This operation is called horizontal sum. Say you have a vector v={x0,x1,x2,x3,x4,x5,x6,x7}
. First, extract the high/low parts so you have w1={x0,x1,x2,x3}
and w2={x4,x5,x6,x7}
. Now call _mm_hadd_ps(w1, w2)
, which gives: tmp1={x0+x1,x2+x3,x4+x5,x6+x7}
. Again, _mm_hadd_ps(tmp1,tmp1)
gives tmp2={x0+x1+x2+x3,x4+x5+x6+x7,...}
. One last time, _mm_hadd_ps(tmp2,tmp2)
gives tmp3={x0+x1+x2+x3+x4+x5+x6+x7,...}
. You could also replace the first _mm_hadd_ps
with a simple _mm_add_ps
.
This is all untested and written from the doc. And no promise on the speed either...
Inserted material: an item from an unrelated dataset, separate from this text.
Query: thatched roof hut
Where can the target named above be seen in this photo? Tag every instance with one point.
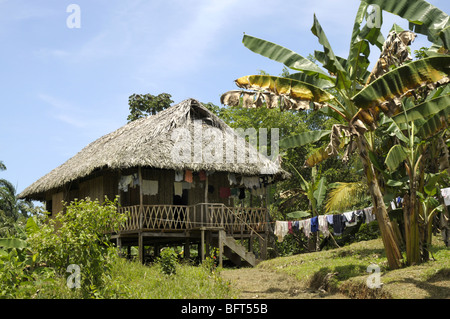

Someone on the Intel forum shows another variant (look for HsumAvxFlt
).
We can also look at what gcc suggests by compiling this code with gcc test.c -Ofast -mavx2 -S
float f(float*t){
t=(float*)__builtin_assume_aligned(t,32);
float r=0;
for(int i=0;i<8;i++)
r+=t[i];
return r;
}
The generated test.s
contains:
vhaddps %ymm0, %ymm0, %ymm0
vhaddps %ymm0, %ymm0, %ymm1
vperm2f128 $1, %ymm1, %ymm1, %ymm0
vaddps %ymm1, %ymm0, %ymm0
I am a bit surprised the last instruction isn't vaddss
, but I guess it doesn't matter much.